What’s the open source business model?
“I think most people will use [MongoDB] without paying for it, and that’s fine,” Schireson said. “What we need to do is we need to deliver offerings that add value for at least a very significant subset of our users, and I think we’re doing that.”
About that impending IPO …
Schireson’s response to my question about whether the company’s new revenue streams are in preparation for the IPO it has been talking about for a while: “If you don’t mind, I’ll just offer one slight correction, which is that the world has been talking about us going public for a while now, I think since the last round. That’s not something that we’ve been focused on or really talking about.”
The new management tools the company announced earlier this week, which it estimates could result in an additional $750 million in annual revenue, have been underway for year, he added.
It turns out lots of people care about gender equity and work-life balance
Schireson said the response to his blog post announcing his resignation, detailing his 300,000 air miles per year, 70-hour work weeks and desire to spend more time at home, was greater than he expected. However, he understands why it caught on:
I think part of what people responded to, the question I asked was why do we ask women how they do it and not ask men?
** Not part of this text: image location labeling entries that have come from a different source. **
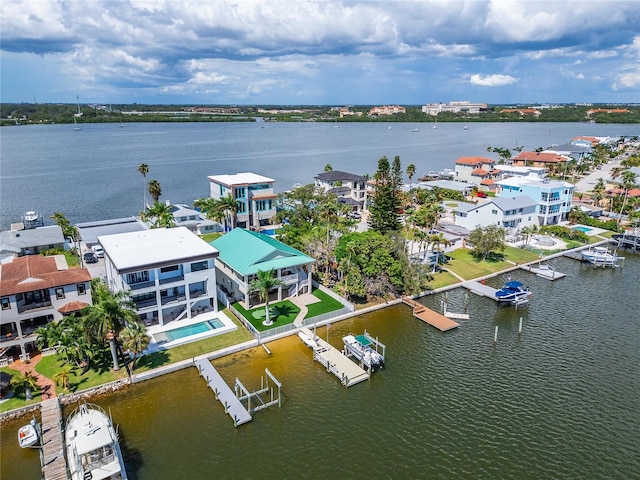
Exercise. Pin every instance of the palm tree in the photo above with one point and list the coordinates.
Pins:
(262, 284)
(143, 168)
(154, 190)
(27, 381)
(135, 340)
(411, 171)
(63, 377)
(159, 215)
(108, 315)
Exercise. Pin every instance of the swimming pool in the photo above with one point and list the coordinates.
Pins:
(188, 330)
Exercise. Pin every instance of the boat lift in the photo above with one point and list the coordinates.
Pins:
(242, 393)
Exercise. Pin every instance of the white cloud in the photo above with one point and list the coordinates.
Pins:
(492, 80)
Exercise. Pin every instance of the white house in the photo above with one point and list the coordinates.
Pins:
(349, 188)
(473, 169)
(509, 213)
(552, 196)
(253, 193)
(36, 290)
(169, 272)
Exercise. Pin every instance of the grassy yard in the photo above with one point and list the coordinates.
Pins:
(326, 305)
(18, 399)
(100, 372)
(286, 314)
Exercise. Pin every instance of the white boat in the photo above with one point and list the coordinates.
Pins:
(600, 256)
(360, 348)
(93, 451)
(32, 219)
(28, 435)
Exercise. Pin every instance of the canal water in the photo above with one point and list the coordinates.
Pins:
(560, 401)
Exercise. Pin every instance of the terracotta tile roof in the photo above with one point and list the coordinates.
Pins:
(472, 161)
(34, 272)
(544, 157)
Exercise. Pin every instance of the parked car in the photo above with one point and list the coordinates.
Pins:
(90, 257)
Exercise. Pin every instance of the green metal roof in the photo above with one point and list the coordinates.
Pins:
(248, 252)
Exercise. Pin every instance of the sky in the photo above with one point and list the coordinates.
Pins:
(281, 52)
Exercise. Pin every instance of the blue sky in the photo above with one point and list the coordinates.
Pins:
(319, 52)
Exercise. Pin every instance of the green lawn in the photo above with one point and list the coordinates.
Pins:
(287, 313)
(18, 399)
(443, 279)
(326, 305)
(194, 349)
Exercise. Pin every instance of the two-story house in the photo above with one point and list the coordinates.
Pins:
(510, 213)
(552, 196)
(244, 253)
(169, 273)
(473, 169)
(253, 193)
(36, 290)
(349, 188)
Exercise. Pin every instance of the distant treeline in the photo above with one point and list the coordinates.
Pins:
(30, 113)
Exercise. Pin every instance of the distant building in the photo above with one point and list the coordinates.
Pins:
(349, 188)
(35, 291)
(454, 107)
(538, 159)
(253, 193)
(387, 110)
(169, 272)
(473, 169)
(553, 197)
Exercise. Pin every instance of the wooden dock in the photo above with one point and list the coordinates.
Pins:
(481, 289)
(429, 316)
(336, 362)
(54, 465)
(232, 405)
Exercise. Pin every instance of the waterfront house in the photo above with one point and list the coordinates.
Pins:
(473, 169)
(195, 221)
(244, 253)
(253, 193)
(16, 243)
(510, 213)
(169, 273)
(349, 188)
(36, 290)
(552, 196)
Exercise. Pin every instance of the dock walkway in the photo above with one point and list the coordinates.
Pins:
(223, 392)
(336, 362)
(54, 466)
(429, 316)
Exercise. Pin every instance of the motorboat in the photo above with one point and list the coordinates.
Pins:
(360, 348)
(28, 435)
(32, 219)
(513, 292)
(599, 256)
(93, 451)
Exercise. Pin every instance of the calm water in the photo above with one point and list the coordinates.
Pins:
(561, 401)
(92, 174)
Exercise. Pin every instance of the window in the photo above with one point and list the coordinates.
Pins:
(199, 266)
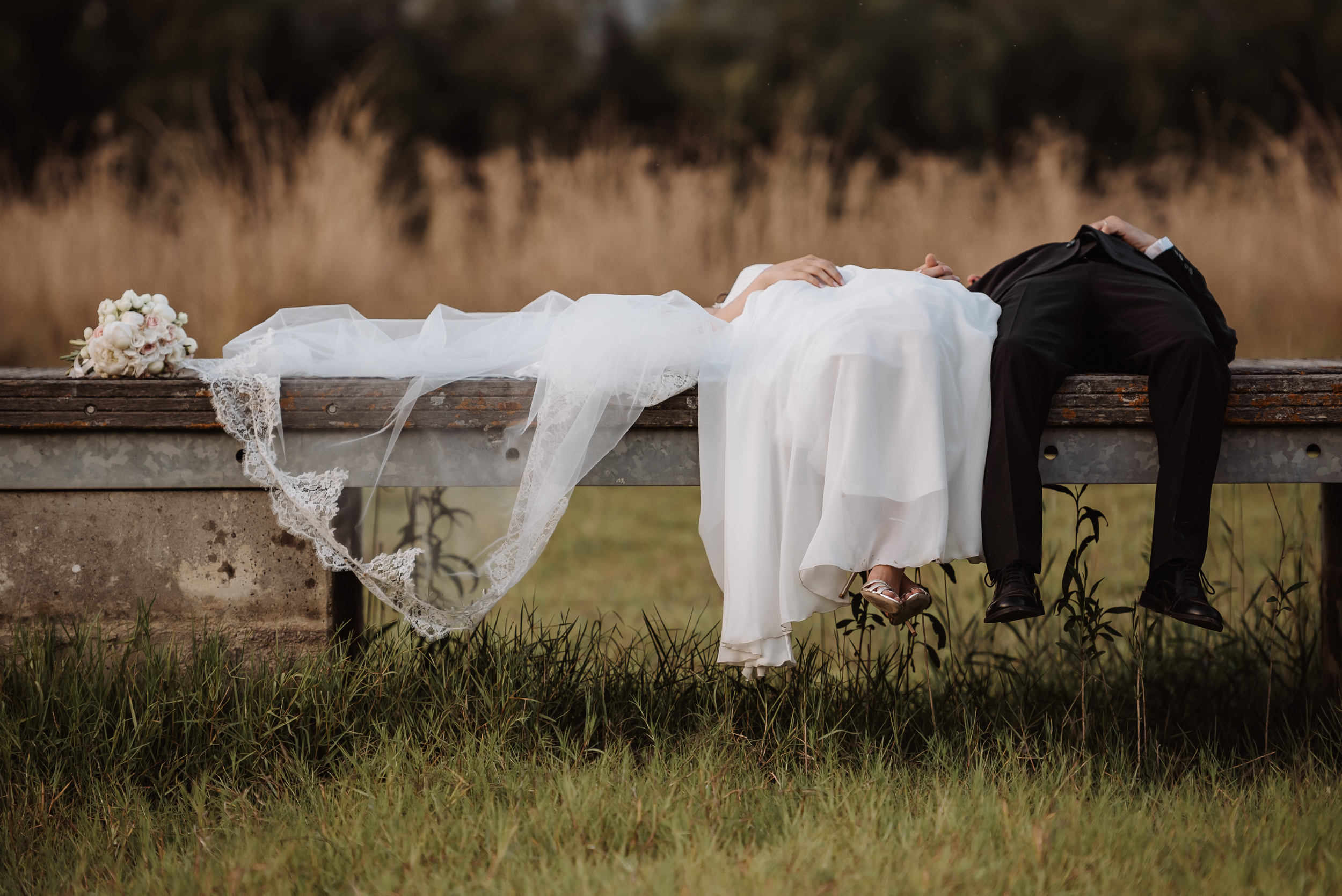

I think that’s important that we look at those work-life balance issues not just for women, but for men. For two reasons: Number one, I think that they’re important issues for men and, number two, as long as it’s viewed as a women’s issue I think that it can be marginalized and the problem isn’t solved necessarily for women as well as it would be if it was just an issue for people in the workplace.
Fathers are parents, too — really
Still, he explained, there are double standards and assumptions in place that just aren’t fair, either to women or men. “If I ditch out of work for a few hours to go to something at my kid’s school, people think, ‘Oh, how great, he’s an engaged father,’” Schireson said. “If a female executive does the same thing, people might question her commitment to the job, and that’s not right.”
In part, these types of attitudes persist because people expect too little from fathers when it comes to family life. “When I say I’m doing something with my kids, people say, ‘Oh, you’re babysitting, that’s great!’” Schireson said. “No, they’re actually my kids. If I watch my friend’s kids, I’m babysitting.”
Not just a tech issue, and certainly not a MongoDB issue
Schireson pointed out that work-life balance isn’t just an issues in the tech industry, and that his particular situation — living in Palo Alto, California, while most of the company is located in New York — might have made a difficult arrangement impossible. Responding to questions about why MongoDB wasn’t more conducive to his desires, said it wasn’t really fair to ask the company to accommodate him more than it had.
“[T]he fact that living 3,000 miles from the center of a company isn’t necessarily compatible with running it, to me, is not an an indictment of work-life balance in the tech industry, in general,” he said.
Two months later, it still looks like the right decision
Schireson said he’s still confident he made the right decision in stepping down, both for himself and the company. He’s proud of his tenure helping grow the company to what it is today, and new CEO Dev Ittycheria’s experience running large companies will actually be a boon to MongoDB.
“It really just sort of felt like a win-win situation, where we could bring some additional skills onto the team, and probably make my own shares more valuable, and have a saner life,” Schireson said.
And life has been saner. His travel load has reduced significantly and will keep dropping as the CEO transition finally finishes up. And, he added, “The other thing is I feel less of the weight of the world on my shoulders and, frankly, I like that.”